The attack on a civilian building marked with the words “DETI”, or “children” in Russian, sparked a wave of international revulsion and heaped pressure on Russia’s few remaining allies — notably China.
But Beijing has refused to oppose Russia at the United Nations, or even to use word the “invasion” three weeks into the war, while stressing its opposition to the West’s punishing sanctions on Moscow.
Russia did withdraw a UN Security Council vote on a “humanitarian” resolution on Ukraine, scheduled for Friday, due to a lack of support from China and India, diplomats said.
Moscow’s diplomatic isolation deepened as Baltic countries Estonia, Latvia and Lithuania announced the expulsion of 10 Russian diplomats, following in the steps of Bulgaria.
Condemning the West’s sanctions, Russian Foreign Minister Sergey Lavrov accused the United States of seeking to remake the world in its own image.
“They are trying to take the melting pot concept from the United States’ soil and to make the melting pot from the entire world, and they would be the melters,” he said in English on Russia’s RT channel — which was Friday banned in Britain.
Essential services have already melted down in Mariupol.
Local officials say more than 2,000 people have died so far in indiscriminate shelling of the city, and 80 percent of its housing has been destroyed.
“In the streets, there are the bodies of many dead civilians,” Tamara Kavunenko, 58, told AFP after fleeing the city.
“It’s not Mariupol anymore,” she said. “It is hell.”
Historically, Ukraine has been a grain-exporting breadbasket to the world.
But the “devastating human catastrophe” now unfolding risks “extensive” economic fallout around the world, the International Monetary Fund, World Bank and other top global lenders warned.
“The entire global economy will feel the effects of the crisis through slower growth, trade disruptions, and steeper inflation,” they said.
– ‘Odessa holding on’ –
For many Ukrainians, Russia’s actions on the ground and from the air make a mockery of stop-start peace talks that have been proceeding this week.

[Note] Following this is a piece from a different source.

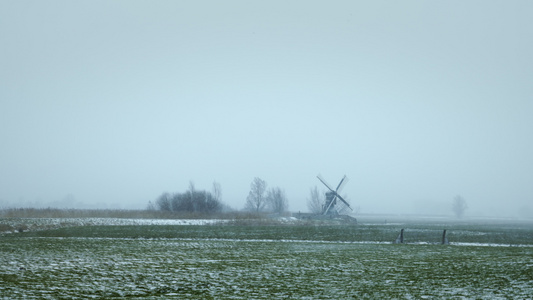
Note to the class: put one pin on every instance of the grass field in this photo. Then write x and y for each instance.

In a call with German Chancellor Olaf Scholz, Putin on Friday accused Ukrainian authorities of “trying in every possible way to stall negotiations, putting forward more and more unrealistic proposals”.
“Nevertheless, the Russian side is ready to continue to search for solutions in line with its well-known principled approaches,” he said, according to the Kremlin.
Russia wants Ukraine to disarm and disavow all Western alliances — steps that Kyiv says would return it to a vassal state of Moscow.
Western governments have slammed Putin’s vision for peace and in Odessa, on the Black Sea, civilians are braced for attack, with tanks deployed at intersections and monuments covered in sandbags.
“Our beautiful Odessa,” said Lyudmila, an elegant elderly woman wearing bright lipstick, as she looked forlornly at her city’s empty, barricaded streets.
“But thank God we are holding on! Everyone is holding on!”